Réaction de Christophe Dufour, directeur du Musée d'histoire naturelle de Neuchâtel
Par Léopold le jeudi 9 octobre 2008, 13:36 - Analyses et réactions - Lien permanent
Le rapport
Rimus est retiré. Quelle bonne nouvelle !
Puisque le succès de fréquentation du Muséum de Neuchâtel a été invoqué comme argument à charge contre les musées de La Chaux-de-Fonds, je profite de cette occasion pour préciser quelles sont, à mon avis, les clés de ce succès.
Il passe par une relation directe et confiante entre conseillers communaux et conservateurs.
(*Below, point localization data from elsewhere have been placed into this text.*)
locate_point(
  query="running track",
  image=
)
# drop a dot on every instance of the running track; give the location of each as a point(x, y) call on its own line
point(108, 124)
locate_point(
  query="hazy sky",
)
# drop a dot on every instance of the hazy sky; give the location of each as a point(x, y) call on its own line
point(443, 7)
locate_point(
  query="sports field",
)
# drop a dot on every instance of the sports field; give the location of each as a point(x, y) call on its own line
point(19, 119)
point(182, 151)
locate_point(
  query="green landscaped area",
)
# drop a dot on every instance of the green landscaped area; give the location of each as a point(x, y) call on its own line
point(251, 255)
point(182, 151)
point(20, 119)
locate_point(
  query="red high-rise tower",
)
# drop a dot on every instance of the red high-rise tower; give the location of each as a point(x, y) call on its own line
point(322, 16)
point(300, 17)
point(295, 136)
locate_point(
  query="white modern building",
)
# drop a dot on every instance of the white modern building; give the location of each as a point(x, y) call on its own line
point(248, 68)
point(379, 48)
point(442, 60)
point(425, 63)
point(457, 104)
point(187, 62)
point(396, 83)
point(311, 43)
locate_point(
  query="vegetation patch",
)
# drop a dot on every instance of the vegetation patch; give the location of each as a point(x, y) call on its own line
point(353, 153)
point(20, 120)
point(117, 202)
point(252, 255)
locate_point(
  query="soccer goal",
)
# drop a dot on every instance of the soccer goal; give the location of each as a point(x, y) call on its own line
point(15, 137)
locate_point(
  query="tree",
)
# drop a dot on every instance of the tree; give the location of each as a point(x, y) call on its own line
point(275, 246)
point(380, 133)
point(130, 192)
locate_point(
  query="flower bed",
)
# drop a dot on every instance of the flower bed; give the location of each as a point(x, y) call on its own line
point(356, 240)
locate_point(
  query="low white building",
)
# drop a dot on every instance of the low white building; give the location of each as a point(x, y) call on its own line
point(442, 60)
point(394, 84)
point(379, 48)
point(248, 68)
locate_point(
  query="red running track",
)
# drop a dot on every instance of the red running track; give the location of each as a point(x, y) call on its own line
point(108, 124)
Dans les villes ou cantons où des « chefs de service » servent d’intermédiaires entre le politique et les conservateurs, tous les projets prennent un temps fou, sont plus onéreux ou échouent en raison d’un mauvais timing. C’est notre force, à Neuchâtel, pour rivaliser avec de bien plus grandes institutions, que d’avoir cette rapidité d’action, ce pouvoir de décision. C’est l’un des rares avantages de notre petite taille. Profitons-en !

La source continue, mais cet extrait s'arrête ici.